Cour administrative d'appel de Douai — Décision N° CAA59-25DA02358

mercredi 25 février 2026

JuridictionCour administrative d'appel de Douai
SectionCour administrative d'appel de Douai
N° DossierCAA59-25DA02358
TypeOrdonnance
Recoursexcès de pouvoir
PublicationD
FormationJuge des référés
Avocat requérantDEWAELE

Texte intégral

Vu la procédure suivante :

Procédure contentieuse antérieure :

Mme B... A... a demandé au tribunal administratif de Rouen d’annuler l’arrêté du préfet du Nord du 5 octobre 2025 portant obligation de quitter le territoire français sans délai, fixation du pays de renvoi et interdiction de retour en France pendant un an.

Par un jugement n° 2504682 du 17 octobre 2025, le président du tribunal administratif de Rouen a annulé la fixation du pays de renvoi et l’interdiction de retour en France et a rejeté le surplus de la demande.

Procédure devant la cour :

Par une requête enregistrée le 31 décembre 2025, Mme A..., représentée par Me Emilie Dewaele, demande à la cour :

1°) d’annuler ce jugement en ce qu’il n’a pas accueilli sa demande ;

2°) d’annuler pour excès de pouvoir l’obligation de quitter le territoire français ;

3°) d’enjoindre au préfet de lui délivrer un titre de séjour ou réexaminer sa situation ;

4°) de mettre à la charge de l’Etat la somme de 2 000 euros au titre des frais de justice.

Par une décision du bureau d'aide juridictionnelle près le tribunal judiciaire de Douai du 28 novembre 2025, l’aide juridictionnelle totale a été accordée à la requérante.

Vu les autres pièces du dossier.

Vu :
- la convention européenne de sauvegarde des droits de l’homme et des libertés fondamentales ;
- le code de l’entrée et du séjour des étrangers et du droit d’asile ;
- le code des relations entre le public et l’administration ;
- le décret n° 2004-374 du 29 avril 2004 relatif aux pouvoirs des préfets, à l'organisation et à l'action des services de l'Etat dans les régions et départements ;
- la loi n° 91-647 du 10 juillet 1991 relative à l’aide juridique ;
- le code de justice administrative.


Considérant ce qui suit :

1. L’article R. 222-1 du code de justice administrative dispose que les présidents de formation de jugement des cours peuvent, par ordonnance, rejeter « les requêtes d'appel manifestement dépourvues de fondement ».

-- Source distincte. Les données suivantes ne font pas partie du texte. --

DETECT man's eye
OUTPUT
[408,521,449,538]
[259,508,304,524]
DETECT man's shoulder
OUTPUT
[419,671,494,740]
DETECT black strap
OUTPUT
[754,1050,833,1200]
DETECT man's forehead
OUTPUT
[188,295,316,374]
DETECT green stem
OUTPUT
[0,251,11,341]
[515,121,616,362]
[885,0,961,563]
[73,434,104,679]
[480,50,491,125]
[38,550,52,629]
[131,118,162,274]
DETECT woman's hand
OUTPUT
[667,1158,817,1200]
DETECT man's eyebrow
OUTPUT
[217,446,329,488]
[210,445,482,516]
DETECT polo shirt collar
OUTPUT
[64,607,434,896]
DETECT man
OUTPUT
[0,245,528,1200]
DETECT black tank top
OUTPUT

Sur les conclusions à fin d’annulation :

2. Mme A..., née en 1997 au Cameroun, est entrée en France en décembre 2023. Sa demande d’asile a été rejetée par la Cour nationale du droit d’asile en novembre 2024. Elle s’est maintenue en France et a été interpellée lors d’un contrôle le 4 octobre 2025.

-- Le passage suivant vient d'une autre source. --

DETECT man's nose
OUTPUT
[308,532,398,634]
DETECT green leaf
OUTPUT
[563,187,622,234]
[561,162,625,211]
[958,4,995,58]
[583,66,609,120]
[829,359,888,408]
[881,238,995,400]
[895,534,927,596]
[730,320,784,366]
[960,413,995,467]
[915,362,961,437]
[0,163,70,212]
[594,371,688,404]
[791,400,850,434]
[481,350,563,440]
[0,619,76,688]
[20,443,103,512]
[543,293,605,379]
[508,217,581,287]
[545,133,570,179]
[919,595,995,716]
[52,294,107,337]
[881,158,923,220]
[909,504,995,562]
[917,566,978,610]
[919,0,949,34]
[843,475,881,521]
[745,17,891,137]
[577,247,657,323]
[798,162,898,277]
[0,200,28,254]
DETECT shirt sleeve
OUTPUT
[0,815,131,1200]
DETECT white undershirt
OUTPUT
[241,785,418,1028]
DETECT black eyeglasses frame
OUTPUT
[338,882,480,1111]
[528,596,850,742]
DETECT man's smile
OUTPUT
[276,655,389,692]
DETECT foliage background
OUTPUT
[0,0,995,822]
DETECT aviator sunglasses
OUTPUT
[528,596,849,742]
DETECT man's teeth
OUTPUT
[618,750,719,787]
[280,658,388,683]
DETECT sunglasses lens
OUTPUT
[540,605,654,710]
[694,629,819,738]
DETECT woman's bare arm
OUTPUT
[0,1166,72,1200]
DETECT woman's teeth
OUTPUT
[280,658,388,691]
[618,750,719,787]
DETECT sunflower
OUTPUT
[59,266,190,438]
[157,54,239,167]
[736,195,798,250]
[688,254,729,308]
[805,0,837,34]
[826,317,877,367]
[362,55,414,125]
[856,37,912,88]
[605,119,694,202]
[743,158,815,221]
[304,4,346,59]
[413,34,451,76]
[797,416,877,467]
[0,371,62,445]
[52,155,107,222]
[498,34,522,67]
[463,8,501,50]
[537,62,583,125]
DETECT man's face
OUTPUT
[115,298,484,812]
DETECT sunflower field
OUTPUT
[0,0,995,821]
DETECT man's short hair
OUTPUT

3. Il y a lieu d’écarter par adoption des motifs du jugement les moyens tirés de l’incompétence de l’auteur de l’acte et de l’insuffisance de la motivation de l’arrêté.

4. Le jugement a annulé la fixation du pays de renvoi et l’interdiction de retour en France. Les moyens tirés de la violation de l’article 3 de la convention européenne de sauvegarde des droits de l'homme et des libertés fondamentales et de l’erreur de droit commise par le préfet pour son application sont donc inopérants.

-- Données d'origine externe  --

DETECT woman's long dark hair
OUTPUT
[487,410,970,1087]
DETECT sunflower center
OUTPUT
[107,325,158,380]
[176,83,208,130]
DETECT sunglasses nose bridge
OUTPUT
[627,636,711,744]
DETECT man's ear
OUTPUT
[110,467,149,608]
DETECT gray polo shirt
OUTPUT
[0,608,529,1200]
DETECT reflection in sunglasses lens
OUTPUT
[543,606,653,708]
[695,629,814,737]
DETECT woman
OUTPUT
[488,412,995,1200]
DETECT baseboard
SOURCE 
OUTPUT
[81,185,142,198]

5. Si l’annulation par le tribunal de la décision fixant le pays de renvoi a fait obstacle à l’exécution de l’obligation de quitter le territoire français, cette circonstance postérieure à la mesure d’éloignement est par elle-même sans influence sur la légalité de cette mesure.

6. Il résulte de ce qui précède que tous les moyens ci-dessus invoqués, par voie d’action ou d’exception, doivent être écartés.

7. Il résulte de tout ce qui précède que la requérante n’est pas fondée à soutenir que c’est à tort que le président du tribunal administratif a rejeté sa demande dirigée contre l’obligation de quitter le territoire français.

Sur l’application des articles L. 911-1 et suivants du code de justice administrative :

8. La présente décision n’implique aucune mesure d’exécution.

Sur l’application des articles L. 761-1 du code de justice administrative et 37 de la loi du 10 juillet 1991 :

9. La demande présentée par la requérante et son conseil, partie perdante, au titre des frais exposés et non compris dans les dépens doit être rejetée.





ORDONNE :


Article 1er : La requête de Mme A... est rejetée.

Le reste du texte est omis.